A fellow and I spoke this afternoon about someone I no longer think much about, but someone who occupied a most unique position in the community where I once lived.
The individual with whom I spoke said he is putting the finishing touches on a documentary film he is producing about none other than the late Stanley Marsh 3.
He and I hope to meet face to face at a later date. We will discuss Marsh in greater detail. The gentleman, who said he lives in Austin, is looking for a more longer-range view of Marsh. He thinks I can provide it.
How is that? Well, as I told the filmmaker, I did not know Marsh well. I mostly knew of him. Indeed, this individual’s reputation was, to put it kindly, far-reaching in the extreme.
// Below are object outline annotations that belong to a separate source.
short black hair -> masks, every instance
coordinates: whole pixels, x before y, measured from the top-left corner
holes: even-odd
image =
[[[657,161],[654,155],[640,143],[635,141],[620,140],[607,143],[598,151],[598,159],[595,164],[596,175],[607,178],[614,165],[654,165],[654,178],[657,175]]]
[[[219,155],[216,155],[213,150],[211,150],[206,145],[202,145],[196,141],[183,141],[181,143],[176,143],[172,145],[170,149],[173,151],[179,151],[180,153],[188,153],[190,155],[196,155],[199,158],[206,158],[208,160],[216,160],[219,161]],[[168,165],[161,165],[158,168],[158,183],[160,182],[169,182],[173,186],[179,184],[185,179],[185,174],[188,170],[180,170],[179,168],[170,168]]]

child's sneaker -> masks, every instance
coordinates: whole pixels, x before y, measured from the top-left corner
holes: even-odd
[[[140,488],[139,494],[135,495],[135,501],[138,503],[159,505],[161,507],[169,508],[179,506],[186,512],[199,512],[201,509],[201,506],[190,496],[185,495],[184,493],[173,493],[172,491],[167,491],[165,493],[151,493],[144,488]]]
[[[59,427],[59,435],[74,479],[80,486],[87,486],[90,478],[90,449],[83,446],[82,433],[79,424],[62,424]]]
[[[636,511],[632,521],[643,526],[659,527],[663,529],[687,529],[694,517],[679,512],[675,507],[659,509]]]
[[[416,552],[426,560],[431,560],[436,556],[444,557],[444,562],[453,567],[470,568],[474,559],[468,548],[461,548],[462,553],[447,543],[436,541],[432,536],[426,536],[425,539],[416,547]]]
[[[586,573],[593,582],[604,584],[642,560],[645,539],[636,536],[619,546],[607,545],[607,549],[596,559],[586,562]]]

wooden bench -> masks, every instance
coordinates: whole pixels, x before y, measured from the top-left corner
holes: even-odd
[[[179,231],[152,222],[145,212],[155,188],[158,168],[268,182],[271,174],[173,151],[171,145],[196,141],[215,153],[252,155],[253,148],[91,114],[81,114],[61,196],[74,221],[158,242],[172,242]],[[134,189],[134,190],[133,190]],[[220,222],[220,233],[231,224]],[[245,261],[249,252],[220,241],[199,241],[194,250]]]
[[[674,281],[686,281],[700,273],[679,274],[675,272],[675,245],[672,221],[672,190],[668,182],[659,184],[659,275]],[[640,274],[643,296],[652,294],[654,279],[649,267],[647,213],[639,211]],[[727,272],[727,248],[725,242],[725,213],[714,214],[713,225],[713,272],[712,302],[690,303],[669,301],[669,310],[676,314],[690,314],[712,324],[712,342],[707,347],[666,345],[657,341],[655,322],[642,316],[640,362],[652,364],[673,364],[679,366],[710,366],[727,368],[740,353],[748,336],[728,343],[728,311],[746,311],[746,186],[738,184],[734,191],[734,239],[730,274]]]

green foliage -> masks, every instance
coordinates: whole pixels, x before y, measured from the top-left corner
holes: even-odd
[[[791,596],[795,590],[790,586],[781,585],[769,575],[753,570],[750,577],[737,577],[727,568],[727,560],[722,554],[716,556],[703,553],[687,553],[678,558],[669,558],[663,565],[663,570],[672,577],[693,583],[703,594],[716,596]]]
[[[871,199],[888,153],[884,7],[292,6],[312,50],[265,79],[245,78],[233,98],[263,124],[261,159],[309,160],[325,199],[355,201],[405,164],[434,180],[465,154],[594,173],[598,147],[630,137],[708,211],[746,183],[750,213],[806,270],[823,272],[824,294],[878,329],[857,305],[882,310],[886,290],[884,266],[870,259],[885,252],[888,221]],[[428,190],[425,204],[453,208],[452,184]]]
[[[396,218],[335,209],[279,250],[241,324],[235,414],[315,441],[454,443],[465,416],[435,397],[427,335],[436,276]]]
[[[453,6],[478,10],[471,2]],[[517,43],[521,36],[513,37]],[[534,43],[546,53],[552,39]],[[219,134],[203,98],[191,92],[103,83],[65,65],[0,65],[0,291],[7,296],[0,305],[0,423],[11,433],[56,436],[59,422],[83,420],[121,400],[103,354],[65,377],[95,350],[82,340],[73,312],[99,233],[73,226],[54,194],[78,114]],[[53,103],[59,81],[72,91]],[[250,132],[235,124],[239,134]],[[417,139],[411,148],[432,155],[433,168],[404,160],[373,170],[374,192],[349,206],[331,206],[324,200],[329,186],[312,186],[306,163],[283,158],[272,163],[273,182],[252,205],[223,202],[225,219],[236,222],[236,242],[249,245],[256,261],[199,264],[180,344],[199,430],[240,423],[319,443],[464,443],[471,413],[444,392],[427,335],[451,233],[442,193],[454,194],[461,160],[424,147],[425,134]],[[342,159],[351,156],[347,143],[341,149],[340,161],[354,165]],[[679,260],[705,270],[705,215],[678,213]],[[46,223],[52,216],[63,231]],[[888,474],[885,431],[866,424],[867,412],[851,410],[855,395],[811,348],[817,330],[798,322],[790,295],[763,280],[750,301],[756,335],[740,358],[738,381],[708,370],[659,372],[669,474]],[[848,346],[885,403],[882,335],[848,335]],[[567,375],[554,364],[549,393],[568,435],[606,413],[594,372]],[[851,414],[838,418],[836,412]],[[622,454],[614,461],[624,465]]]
Marsh was a premier eccentric. He also possessed tons of money. He was the purveyor of avant garde artwork, such as the lawn signs that cropped up on people’s yards all over Amarillo. They had flaky, sometimes nonsensical phrases. But they were fun to read and they often drew a laugh. The signs were the product of the Ant Farm, a Stanley Marsh 3 “organization”; he employed young people, mostly boys, to work at the museum.
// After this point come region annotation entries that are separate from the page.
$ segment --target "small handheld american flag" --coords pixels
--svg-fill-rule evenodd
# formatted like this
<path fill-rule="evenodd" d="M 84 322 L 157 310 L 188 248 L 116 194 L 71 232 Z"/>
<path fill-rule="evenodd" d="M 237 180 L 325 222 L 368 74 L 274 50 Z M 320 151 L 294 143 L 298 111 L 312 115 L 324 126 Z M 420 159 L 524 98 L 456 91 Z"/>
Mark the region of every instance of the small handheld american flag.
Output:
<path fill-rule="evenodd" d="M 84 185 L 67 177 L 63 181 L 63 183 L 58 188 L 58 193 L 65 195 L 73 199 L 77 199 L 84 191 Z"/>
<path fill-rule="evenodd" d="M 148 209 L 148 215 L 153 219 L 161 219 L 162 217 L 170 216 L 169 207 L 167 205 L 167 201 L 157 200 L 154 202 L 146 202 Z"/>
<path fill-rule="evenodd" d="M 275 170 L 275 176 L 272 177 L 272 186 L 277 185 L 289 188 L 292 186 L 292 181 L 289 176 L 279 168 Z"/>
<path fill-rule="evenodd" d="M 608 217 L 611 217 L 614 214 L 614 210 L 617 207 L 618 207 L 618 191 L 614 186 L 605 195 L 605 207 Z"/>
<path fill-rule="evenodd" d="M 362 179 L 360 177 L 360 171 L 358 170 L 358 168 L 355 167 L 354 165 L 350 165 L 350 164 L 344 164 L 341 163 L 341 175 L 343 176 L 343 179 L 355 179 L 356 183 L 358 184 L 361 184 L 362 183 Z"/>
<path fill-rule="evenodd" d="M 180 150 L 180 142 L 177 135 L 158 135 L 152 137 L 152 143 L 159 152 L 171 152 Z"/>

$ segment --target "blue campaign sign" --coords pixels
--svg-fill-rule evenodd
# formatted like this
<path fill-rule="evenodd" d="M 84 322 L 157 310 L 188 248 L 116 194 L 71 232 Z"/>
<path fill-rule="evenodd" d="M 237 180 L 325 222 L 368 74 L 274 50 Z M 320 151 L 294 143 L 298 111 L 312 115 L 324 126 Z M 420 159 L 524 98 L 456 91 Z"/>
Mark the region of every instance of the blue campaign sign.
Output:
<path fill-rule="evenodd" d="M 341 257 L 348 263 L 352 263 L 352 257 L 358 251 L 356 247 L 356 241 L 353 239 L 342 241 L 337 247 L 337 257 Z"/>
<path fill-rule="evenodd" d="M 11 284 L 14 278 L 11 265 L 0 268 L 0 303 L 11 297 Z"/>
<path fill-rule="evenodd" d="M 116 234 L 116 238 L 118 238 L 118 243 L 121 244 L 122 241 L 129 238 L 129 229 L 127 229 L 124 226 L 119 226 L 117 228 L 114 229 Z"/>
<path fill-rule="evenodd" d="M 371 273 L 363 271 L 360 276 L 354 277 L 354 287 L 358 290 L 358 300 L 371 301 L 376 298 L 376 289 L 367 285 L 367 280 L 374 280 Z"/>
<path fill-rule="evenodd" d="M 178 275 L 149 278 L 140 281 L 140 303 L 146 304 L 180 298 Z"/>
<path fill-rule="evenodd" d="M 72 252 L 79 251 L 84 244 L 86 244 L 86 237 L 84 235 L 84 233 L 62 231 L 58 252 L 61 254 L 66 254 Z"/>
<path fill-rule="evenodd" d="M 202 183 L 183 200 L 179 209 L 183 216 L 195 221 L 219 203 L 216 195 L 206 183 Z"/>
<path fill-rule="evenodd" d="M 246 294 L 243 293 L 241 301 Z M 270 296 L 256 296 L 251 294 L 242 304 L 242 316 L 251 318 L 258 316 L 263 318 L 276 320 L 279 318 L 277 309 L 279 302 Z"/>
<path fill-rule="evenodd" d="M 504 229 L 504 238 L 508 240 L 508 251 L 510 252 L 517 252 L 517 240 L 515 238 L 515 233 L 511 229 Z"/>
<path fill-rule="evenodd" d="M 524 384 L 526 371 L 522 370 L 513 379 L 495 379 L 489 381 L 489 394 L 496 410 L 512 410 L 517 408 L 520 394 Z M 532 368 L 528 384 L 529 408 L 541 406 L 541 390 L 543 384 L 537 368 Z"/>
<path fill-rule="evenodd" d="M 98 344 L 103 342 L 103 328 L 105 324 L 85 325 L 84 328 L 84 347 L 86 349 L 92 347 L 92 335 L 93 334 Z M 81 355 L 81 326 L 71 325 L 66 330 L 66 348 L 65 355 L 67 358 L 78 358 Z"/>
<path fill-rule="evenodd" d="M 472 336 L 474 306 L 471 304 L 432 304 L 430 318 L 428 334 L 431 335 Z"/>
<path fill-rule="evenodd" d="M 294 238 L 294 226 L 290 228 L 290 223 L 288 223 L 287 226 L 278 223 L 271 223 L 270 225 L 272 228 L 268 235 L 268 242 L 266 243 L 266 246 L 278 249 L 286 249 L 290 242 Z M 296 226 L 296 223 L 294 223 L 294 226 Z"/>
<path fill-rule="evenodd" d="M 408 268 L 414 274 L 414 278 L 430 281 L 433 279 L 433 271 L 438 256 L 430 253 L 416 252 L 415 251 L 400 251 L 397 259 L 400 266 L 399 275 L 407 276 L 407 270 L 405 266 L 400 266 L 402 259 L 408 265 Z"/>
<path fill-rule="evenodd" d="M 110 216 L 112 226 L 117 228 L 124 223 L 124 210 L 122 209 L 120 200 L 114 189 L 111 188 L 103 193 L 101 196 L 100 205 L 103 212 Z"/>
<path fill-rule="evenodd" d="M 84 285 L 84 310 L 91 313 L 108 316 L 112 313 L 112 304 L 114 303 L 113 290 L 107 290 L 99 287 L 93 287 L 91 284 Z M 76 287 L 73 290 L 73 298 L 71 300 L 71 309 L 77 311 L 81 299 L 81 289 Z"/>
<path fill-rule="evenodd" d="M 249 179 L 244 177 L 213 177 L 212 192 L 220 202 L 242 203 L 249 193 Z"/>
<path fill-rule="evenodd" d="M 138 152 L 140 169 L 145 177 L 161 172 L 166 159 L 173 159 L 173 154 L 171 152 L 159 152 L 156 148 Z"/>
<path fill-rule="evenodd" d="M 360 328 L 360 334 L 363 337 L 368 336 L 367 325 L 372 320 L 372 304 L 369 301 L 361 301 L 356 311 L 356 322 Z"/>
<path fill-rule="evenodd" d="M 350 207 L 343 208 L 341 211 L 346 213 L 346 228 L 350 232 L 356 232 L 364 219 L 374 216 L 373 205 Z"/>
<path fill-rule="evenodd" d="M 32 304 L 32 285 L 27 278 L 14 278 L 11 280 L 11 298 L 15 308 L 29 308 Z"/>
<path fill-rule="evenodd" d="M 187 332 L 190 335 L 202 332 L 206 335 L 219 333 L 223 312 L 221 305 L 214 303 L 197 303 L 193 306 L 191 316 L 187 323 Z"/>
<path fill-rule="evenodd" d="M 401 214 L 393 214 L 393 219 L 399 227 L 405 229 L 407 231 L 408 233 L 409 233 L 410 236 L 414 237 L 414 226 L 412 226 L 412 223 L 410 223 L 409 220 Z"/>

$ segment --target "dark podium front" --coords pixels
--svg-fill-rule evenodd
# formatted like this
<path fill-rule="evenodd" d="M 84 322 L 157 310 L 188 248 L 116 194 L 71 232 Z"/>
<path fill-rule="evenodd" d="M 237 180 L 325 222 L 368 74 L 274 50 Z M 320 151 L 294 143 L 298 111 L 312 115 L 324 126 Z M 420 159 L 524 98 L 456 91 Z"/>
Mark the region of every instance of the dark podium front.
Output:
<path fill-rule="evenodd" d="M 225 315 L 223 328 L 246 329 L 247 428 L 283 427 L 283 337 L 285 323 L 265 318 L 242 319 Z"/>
That is my segue into the darker side of Marsh’s life. He was accused of doing nasty things with these young men. It provided plenty of grist for social commentary throughout the Panhandle. I reckon that the documentarian with whom I spoke will want to talk about that, too, and about Amarillo’s reaction to the allegations.
Arguably, though, Marsh’s greatest “contribution” to Amarillo’s popular culture rests with the Cadillacs that are buried nose down in that field just south of Interstate 40 and west of Amarillo’s city limits. Cadillac Ranch has been immortalized in a Bruce Springsteen song and is actually identified on the official Texas highway map.
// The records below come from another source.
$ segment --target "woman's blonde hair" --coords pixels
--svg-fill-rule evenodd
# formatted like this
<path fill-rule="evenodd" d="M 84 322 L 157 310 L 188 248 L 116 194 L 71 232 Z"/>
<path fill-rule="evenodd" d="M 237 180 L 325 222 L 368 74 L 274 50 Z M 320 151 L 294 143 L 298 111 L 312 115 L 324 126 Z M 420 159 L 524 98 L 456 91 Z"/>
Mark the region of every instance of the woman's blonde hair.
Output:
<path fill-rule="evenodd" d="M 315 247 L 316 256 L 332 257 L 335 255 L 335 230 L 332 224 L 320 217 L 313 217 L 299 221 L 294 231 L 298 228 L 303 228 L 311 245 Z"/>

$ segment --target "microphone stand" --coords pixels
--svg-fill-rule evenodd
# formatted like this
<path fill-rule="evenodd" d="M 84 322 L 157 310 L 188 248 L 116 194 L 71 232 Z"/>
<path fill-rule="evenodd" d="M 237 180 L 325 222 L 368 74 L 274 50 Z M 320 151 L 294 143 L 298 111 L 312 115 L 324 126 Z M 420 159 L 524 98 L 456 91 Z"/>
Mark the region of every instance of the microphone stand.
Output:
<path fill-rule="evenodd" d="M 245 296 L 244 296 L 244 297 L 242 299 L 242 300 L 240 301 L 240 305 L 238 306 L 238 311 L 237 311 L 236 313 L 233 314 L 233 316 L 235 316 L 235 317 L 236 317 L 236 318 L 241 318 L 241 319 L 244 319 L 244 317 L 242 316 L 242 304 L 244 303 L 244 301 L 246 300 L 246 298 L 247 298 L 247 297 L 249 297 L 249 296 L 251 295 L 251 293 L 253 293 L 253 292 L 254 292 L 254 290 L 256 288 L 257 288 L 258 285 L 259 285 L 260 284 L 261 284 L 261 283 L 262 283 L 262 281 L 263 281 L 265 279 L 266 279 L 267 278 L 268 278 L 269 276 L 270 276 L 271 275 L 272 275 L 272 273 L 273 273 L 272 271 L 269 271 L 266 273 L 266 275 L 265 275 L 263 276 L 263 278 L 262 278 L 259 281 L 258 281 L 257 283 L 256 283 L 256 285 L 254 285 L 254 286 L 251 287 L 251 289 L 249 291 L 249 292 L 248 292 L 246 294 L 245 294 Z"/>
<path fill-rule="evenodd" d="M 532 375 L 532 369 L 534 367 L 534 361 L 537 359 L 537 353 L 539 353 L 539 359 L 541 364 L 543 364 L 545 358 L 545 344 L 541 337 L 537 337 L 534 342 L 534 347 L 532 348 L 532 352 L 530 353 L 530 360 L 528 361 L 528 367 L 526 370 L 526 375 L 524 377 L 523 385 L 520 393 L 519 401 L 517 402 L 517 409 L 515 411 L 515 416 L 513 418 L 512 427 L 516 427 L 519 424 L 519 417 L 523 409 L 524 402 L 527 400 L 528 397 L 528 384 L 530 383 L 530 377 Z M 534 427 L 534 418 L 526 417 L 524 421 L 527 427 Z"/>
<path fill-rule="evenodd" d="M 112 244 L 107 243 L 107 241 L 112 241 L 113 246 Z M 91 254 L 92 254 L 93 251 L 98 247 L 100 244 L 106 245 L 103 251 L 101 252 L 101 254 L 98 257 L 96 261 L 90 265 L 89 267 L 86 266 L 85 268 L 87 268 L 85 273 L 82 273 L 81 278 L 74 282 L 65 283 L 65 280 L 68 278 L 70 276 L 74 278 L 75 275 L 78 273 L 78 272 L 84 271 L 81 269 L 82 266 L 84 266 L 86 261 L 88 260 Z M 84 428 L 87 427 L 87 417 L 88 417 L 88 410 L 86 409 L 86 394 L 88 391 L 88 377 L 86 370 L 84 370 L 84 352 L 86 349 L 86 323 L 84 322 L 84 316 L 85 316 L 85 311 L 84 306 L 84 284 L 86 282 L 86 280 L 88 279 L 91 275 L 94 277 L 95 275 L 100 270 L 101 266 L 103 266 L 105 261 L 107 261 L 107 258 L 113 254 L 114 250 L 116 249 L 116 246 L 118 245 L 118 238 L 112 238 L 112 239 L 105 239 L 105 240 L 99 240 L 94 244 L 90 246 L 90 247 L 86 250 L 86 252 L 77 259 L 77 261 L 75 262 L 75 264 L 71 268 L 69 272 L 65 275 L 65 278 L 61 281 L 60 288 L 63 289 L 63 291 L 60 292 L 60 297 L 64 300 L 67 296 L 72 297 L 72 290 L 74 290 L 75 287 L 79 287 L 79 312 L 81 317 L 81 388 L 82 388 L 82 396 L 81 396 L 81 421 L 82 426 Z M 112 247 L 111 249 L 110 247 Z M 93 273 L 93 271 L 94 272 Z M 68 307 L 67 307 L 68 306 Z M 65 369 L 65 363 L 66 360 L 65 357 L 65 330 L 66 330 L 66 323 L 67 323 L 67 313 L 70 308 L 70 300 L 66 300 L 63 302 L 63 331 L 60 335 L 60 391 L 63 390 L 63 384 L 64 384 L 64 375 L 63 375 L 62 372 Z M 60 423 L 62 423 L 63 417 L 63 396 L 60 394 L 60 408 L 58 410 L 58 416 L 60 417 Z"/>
I told the documentary filmmaker that I spoke with Marsh perhaps three times over the nearly 18 years I served as editorial page editor of the Amarillo Globe-News; twice by phone and once in person. Marsh was kind enough to tell me a time or two that he liked my work at the newspaper and I took that compliment as the highest praise imaginable.
Well, Marsh died in 2014. He left a decidedly mixed legacy. Folks admired him for his philanthropy and his generous contributions to health and higher education in the Panhandle, as well as his goofiness or reviled him because of the allegations that were leveled against him.
I will look forward to visiting with this filmmaker. My task now is to dig deeply into my own memory of what I can recall about a man who, depending on your point of view, was either an icon or a pariah.